Individual stocks. It’s usually a good idea to limit the portion of your portfolio that’s in individual stocks, but if you really like a particular company (and you think it will perform well over time) you may want to buy its stock. Some companies offer an impact report, which will highlight any sustainable or cultural initiatives they’ve implemented and how they handle issues such as carbon emissions. If you want to know how a company scores in terms of its work environment, check out a third-party site such as Glassdoor. You’ll also want to look at more typical factors such as revenue and net income.
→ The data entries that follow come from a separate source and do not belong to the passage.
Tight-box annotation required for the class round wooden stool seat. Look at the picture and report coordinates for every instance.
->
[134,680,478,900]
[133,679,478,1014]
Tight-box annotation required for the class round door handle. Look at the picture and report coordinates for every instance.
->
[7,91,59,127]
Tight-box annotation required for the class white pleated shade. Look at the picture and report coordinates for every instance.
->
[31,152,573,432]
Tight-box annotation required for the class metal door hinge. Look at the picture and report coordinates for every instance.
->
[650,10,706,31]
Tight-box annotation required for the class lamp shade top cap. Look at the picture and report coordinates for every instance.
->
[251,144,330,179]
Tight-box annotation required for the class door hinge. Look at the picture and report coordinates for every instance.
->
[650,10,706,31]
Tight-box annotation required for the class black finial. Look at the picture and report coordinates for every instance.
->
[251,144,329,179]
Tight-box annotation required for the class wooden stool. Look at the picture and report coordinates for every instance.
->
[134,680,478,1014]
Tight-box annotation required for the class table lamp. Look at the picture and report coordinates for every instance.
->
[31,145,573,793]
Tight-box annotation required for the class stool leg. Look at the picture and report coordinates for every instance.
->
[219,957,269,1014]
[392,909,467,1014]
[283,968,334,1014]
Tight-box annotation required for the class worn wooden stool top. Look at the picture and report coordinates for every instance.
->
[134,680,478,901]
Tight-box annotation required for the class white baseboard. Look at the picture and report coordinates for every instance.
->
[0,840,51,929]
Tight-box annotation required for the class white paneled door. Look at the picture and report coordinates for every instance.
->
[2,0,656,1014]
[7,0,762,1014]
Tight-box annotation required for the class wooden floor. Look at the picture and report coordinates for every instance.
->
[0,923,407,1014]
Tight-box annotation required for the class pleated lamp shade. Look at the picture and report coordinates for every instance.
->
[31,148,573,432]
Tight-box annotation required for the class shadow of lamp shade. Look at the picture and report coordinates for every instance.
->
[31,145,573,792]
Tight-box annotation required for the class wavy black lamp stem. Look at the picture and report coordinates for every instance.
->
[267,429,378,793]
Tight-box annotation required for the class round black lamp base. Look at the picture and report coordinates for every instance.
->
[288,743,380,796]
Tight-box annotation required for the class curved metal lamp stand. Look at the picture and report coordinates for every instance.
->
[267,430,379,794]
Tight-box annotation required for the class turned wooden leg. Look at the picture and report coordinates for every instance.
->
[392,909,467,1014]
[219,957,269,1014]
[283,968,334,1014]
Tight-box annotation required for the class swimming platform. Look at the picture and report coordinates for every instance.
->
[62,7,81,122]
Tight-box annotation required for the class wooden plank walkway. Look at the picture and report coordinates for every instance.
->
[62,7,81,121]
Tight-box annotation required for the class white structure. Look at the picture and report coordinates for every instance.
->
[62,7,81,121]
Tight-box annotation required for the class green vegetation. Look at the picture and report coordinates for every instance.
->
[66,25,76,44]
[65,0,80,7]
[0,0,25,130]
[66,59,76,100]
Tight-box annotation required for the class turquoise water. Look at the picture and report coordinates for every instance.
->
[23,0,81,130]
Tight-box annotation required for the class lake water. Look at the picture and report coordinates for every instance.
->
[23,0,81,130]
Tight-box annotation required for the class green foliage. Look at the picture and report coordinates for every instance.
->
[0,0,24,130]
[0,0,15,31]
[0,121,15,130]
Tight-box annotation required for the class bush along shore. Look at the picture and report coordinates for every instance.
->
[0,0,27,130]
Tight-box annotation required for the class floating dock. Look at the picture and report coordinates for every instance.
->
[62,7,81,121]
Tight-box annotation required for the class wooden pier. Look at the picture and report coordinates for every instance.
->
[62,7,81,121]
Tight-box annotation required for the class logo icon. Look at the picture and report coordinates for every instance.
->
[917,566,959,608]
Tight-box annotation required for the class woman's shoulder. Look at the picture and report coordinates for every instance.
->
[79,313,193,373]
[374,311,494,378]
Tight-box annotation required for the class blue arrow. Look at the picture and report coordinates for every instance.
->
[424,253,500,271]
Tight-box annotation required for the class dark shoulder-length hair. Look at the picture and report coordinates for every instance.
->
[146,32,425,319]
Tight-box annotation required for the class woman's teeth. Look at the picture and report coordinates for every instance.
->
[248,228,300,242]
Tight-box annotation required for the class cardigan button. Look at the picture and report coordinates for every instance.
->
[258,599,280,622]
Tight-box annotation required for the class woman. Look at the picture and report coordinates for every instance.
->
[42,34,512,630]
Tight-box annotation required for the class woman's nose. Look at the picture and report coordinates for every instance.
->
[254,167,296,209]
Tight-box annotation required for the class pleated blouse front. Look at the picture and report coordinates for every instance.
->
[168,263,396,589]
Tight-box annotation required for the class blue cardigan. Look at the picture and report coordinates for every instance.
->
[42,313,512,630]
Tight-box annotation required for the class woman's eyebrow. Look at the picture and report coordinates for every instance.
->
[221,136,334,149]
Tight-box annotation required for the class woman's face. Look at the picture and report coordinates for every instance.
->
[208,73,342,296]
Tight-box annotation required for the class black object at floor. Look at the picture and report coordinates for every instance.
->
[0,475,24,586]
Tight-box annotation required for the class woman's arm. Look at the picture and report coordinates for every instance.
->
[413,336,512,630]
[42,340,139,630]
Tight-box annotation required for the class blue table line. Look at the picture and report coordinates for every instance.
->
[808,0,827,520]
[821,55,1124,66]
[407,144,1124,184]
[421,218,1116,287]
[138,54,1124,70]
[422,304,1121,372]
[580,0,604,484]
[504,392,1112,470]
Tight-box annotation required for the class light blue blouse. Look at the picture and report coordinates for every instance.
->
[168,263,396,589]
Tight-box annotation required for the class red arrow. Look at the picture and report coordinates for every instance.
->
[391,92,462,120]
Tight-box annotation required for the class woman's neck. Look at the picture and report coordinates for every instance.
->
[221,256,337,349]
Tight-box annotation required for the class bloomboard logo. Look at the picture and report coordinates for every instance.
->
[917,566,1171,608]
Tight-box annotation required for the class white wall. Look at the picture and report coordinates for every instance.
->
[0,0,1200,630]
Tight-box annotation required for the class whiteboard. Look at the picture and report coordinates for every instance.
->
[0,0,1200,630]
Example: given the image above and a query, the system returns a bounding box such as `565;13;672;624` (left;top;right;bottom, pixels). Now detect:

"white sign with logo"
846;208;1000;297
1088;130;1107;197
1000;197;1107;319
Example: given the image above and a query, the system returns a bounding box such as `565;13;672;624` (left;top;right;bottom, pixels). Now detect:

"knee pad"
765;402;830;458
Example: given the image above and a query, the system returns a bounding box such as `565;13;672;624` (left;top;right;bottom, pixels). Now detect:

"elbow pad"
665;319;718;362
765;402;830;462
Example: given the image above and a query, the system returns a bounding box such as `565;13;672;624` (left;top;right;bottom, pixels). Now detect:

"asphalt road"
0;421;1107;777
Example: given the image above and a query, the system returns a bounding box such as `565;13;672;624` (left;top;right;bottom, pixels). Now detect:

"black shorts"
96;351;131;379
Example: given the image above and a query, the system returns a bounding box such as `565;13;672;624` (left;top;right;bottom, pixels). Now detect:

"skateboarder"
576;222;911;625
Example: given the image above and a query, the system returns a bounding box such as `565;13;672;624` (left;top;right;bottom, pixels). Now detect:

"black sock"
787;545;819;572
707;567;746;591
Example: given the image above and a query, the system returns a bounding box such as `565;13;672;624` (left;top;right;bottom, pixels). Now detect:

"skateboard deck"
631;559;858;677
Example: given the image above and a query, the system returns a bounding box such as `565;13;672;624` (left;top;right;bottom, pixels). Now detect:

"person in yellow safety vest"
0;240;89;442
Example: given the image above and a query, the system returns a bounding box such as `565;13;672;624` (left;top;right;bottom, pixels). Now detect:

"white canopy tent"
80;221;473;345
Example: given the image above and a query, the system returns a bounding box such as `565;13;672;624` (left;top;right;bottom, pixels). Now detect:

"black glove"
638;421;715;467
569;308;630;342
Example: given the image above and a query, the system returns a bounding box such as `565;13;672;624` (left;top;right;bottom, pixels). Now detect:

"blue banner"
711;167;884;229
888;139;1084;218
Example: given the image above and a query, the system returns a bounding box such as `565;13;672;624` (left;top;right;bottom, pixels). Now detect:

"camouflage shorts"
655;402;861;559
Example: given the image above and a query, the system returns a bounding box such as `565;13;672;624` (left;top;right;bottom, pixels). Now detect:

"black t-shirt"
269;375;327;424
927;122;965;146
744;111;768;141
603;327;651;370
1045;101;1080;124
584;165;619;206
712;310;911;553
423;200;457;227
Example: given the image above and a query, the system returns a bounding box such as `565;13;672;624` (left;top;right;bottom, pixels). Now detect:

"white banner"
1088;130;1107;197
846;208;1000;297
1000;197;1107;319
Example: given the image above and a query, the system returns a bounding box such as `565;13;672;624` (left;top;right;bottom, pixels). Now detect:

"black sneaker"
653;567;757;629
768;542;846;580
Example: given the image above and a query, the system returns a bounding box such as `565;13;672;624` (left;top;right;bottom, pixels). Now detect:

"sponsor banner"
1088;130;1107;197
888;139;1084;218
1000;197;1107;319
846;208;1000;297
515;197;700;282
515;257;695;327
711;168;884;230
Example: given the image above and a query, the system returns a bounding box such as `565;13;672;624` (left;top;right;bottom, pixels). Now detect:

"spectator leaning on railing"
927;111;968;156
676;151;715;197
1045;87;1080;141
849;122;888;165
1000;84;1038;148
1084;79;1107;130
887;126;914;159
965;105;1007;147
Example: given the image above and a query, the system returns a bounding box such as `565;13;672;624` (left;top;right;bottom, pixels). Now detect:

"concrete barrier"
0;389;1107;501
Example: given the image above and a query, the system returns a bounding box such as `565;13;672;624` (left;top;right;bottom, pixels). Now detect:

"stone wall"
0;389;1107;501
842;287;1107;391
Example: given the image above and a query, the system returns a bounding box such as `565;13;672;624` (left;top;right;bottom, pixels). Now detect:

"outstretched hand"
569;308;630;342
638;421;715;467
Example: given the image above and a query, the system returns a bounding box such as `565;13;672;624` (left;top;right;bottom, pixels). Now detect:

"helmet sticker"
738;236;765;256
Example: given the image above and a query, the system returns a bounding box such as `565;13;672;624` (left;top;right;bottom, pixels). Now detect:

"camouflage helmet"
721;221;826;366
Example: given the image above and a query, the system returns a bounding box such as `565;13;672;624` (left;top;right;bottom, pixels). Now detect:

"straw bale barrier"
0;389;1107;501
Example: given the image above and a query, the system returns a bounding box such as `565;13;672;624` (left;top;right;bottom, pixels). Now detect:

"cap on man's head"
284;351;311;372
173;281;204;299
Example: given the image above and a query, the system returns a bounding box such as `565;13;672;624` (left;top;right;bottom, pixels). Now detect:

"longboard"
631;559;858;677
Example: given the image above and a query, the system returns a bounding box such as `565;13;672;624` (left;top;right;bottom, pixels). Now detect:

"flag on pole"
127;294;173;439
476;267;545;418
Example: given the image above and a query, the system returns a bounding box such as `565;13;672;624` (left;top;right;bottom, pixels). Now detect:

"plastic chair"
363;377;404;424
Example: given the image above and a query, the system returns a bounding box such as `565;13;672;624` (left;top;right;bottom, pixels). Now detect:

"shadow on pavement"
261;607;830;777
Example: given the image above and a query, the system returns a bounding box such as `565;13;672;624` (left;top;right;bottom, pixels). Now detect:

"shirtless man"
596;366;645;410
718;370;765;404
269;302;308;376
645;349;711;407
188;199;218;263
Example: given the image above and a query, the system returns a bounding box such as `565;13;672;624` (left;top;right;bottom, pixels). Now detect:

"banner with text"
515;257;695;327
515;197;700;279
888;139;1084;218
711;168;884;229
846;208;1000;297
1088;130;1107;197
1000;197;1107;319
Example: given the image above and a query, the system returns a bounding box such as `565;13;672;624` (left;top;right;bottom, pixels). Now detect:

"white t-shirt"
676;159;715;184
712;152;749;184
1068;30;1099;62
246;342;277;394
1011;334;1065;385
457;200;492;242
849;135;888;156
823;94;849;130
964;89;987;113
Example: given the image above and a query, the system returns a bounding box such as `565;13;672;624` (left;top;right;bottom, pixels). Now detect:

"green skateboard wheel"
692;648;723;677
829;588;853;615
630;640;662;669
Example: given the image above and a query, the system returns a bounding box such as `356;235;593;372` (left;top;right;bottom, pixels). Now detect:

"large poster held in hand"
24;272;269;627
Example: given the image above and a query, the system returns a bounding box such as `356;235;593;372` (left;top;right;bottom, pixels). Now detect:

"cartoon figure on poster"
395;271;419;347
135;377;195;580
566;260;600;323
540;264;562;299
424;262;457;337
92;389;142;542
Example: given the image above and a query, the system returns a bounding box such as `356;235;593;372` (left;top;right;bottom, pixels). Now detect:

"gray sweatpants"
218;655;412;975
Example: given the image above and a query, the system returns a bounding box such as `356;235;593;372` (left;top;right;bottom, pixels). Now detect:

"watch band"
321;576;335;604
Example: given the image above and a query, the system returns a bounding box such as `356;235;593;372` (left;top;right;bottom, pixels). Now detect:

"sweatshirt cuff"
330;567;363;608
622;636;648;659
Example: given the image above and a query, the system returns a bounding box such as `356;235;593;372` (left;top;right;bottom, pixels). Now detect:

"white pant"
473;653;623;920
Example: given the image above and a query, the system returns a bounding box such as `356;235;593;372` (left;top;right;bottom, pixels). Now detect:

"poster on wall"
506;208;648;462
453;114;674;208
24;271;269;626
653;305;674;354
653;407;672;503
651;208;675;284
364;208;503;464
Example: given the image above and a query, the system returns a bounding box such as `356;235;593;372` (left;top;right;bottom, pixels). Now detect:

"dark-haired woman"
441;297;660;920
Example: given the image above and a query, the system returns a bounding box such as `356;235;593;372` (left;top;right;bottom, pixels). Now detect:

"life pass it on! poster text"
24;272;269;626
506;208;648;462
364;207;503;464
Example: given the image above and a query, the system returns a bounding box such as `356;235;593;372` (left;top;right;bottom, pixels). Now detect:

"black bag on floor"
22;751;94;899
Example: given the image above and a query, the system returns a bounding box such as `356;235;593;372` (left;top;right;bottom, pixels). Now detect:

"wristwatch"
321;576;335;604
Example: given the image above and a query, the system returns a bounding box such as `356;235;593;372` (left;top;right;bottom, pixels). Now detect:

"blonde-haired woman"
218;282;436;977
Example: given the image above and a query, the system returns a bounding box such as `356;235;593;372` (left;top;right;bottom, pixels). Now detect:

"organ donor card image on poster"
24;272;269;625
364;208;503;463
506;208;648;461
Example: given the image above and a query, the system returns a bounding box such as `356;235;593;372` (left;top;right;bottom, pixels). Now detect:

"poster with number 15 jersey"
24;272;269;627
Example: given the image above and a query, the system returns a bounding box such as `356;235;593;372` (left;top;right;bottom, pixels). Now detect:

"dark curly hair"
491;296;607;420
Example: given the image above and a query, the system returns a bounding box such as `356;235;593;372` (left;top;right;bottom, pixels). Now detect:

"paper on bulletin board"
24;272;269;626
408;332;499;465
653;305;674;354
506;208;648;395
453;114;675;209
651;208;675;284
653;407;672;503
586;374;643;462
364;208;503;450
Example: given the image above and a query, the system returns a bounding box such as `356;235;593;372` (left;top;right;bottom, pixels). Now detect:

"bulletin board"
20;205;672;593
Mutual funds. Funds can fill out your portfolio quickly, and can diversify your holdings instantly. The number of ESG funds has surged in recent years. According to Morningstar data, there were 303 open-end and exchange-traded funds in 2019, up from 270 in 2018. Some of these funds focus on a particular issue, such as green energy, making it easy to personalize your portfolio’s area of impact. If your broker offers a mutual fund screening tool, you can compare different funds to see how their ESG ratings stack up.
To learn about the specific details of a particular fund, such as what companies the fund invests in, you’ll want to look through its prospectus. This document should be available on your online broker’s website, and will include other helpful information like the fund’s expense ratio. Expense ratios are annual fees taken as a percentage of an investment. To figure out how much you’d pay to own a specific fund, you can use a mutual fund calculator.